Hoe kan dat? Ik heb mijn kinderen naast de kreek opgevoed en wist dat niet eens. Ik ben er tientallen jaren overheen gereden. Waar was ik in vredesnaam? Hoe kan die kreek zo onzichtbaar voor me zijn geweest? Toen ik ontdekte dat elk nieuw deel ook bij de kreek hoorde, riep ik: ‘die ook al? Is dit dezelfde kreek?’ Het was alsof ik mijn leven opnieuw leefde in mijn hoofd, net als wanneer je beseft dat iemand die je kent er altijd al was: was jij daar ook? En daar? Ik hield van deze kreek, alle stukjes en beetjes, me nooit realiserend dat het een en dezelfde was. Net als genade had de kreek zijn weg diep – en onzichtbaar – door mijn leven gekronkeld.

Jaren geleden gingen mijn zoons in de zomervakantie kamperen bij de kreek. Ze slopen de oevers af om dode buidelratten te bestuderen en leerden steentjes over het water te laten ketsen. Toen mijn wereld op zijn kop kwam te staan en ik middenin een scheiding zat, ging ik bij de kreek zitten en keek naar mijn jonge kinderen in de speeltuin er vlak naast. Ik bad tot de hemel dat ze alle veranderingen goed zouden doorstaan, dat ze altijd vrienden zouden blijven en de weg naar huis altijd terug zouden weten te vinden.

De dagen na 11 september 2001 was dit de kreek langs het veld waar mijn dochter voetbalde. In die bange periode was het heerlijk om weer te gaan trainen en te denken dat het leven misschien wel gewoon doorging. We zagen de meisjes over het groene veld hollen en glimlachten, ook al vlogen de F-16’s over ons hoofd.
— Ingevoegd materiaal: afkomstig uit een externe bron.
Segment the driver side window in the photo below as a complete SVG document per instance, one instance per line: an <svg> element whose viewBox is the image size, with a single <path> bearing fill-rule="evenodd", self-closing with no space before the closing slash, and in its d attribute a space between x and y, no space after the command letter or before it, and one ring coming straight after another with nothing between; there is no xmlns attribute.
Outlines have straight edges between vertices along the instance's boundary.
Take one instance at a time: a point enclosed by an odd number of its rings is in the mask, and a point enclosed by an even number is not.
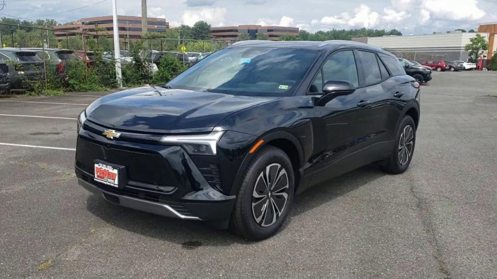
<svg viewBox="0 0 497 279"><path fill-rule="evenodd" d="M323 93L323 87L329 80L345 80L357 87L357 69L351 50L332 54L316 75L309 87L311 93Z"/></svg>

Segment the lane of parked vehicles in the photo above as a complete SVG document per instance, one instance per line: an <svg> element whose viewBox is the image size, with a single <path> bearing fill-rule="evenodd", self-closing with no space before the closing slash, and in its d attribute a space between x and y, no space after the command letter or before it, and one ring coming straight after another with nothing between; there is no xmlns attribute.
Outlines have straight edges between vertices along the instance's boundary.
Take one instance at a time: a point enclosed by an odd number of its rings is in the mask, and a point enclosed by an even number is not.
<svg viewBox="0 0 497 279"><path fill-rule="evenodd" d="M140 54L153 72L158 70L159 62L165 56L172 57L189 66L202 60L212 53L149 51ZM73 51L63 49L41 48L4 48L0 49L0 94L8 94L11 90L25 90L31 82L44 78L44 61L47 70L54 71L58 77L64 78L66 64L70 61L83 60L92 67L97 56L95 52ZM112 52L104 52L102 58L114 60ZM476 69L476 65L468 62L434 60L419 63L403 58L399 62L406 73L423 83L432 79L432 71L457 71ZM133 63L128 51L121 51L119 61L123 64Z"/></svg>
<svg viewBox="0 0 497 279"><path fill-rule="evenodd" d="M144 61L153 71L158 70L157 65L164 56L173 57L182 63L191 66L208 56L211 53L152 51L141 53ZM11 90L25 90L31 82L44 78L44 67L47 71L53 71L59 78L65 78L66 64L71 61L83 60L88 67L92 67L97 53L68 49L44 49L41 48L3 48L0 49L0 94L8 94ZM121 64L129 64L133 57L128 51L120 52ZM104 52L102 58L114 60L114 54ZM45 62L44 64L44 61ZM150 62L149 62L150 61Z"/></svg>

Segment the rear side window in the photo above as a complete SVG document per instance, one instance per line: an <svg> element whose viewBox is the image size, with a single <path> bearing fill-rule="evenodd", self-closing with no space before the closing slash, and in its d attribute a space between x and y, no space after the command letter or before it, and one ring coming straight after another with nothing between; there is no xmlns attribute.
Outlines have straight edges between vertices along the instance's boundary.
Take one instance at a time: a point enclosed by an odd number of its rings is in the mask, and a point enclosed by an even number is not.
<svg viewBox="0 0 497 279"><path fill-rule="evenodd" d="M358 51L356 54L361 85L367 86L380 82L381 74L376 60L376 55L373 52L361 51Z"/></svg>
<svg viewBox="0 0 497 279"><path fill-rule="evenodd" d="M78 58L72 51L58 51L56 54L61 60L71 60Z"/></svg>
<svg viewBox="0 0 497 279"><path fill-rule="evenodd" d="M21 61L39 62L41 59L33 52L20 51L15 53L15 56Z"/></svg>
<svg viewBox="0 0 497 279"><path fill-rule="evenodd" d="M387 68L385 68L385 65L383 65L383 63L381 62L380 58L377 57L378 59L378 65L380 66L380 72L381 73L381 77L382 78L385 79L390 76L390 74L388 73L388 71L387 70Z"/></svg>
<svg viewBox="0 0 497 279"><path fill-rule="evenodd" d="M406 74L406 70L404 70L397 58L380 55L380 58L385 63L387 68L390 71L392 75L402 75Z"/></svg>
<svg viewBox="0 0 497 279"><path fill-rule="evenodd" d="M345 80L358 86L353 52L347 50L332 54L323 66L323 74L325 83L328 80Z"/></svg>

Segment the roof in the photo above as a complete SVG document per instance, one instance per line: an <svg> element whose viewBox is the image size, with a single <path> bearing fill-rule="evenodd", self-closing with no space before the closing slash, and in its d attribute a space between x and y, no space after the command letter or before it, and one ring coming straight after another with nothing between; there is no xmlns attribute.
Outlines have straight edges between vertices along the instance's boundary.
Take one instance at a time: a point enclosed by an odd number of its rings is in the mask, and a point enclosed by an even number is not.
<svg viewBox="0 0 497 279"><path fill-rule="evenodd" d="M375 51L389 53L379 48L372 46L370 45L353 42L352 41L342 41L333 40L324 42L316 42L311 41L259 41L248 40L237 42L228 48L237 47L264 47L268 48L288 48L295 49L303 49L311 50L334 50L339 48L344 47L360 47L361 48L374 50Z"/></svg>

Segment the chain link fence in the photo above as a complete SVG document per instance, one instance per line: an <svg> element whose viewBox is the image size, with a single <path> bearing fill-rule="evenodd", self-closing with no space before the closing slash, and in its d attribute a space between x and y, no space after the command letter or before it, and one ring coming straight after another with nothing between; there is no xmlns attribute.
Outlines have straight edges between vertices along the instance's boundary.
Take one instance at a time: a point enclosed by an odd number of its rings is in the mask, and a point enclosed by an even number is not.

De scholen van mijn kinderen lagen aan de kreek. Elk jaar maakt mijn dochter met de lagere school een tocht door de droge, rotsachtige bedding. Dit jaar ging ik mee. Ik ontdekte dat anijs naar drop smaakt, dat de ene kant van de kreek meer zon krijgt terwijl de andere groener is en dat het niet goed gaat met de Amerikaanse zwarte populier. Ik zag hoe jongens met een stokje in een web van een wielwebspin prikten, dat desondanks heel bleef. We bespraken de gevolgen van vervuiling en raapten blikjes en stukjes plastic op.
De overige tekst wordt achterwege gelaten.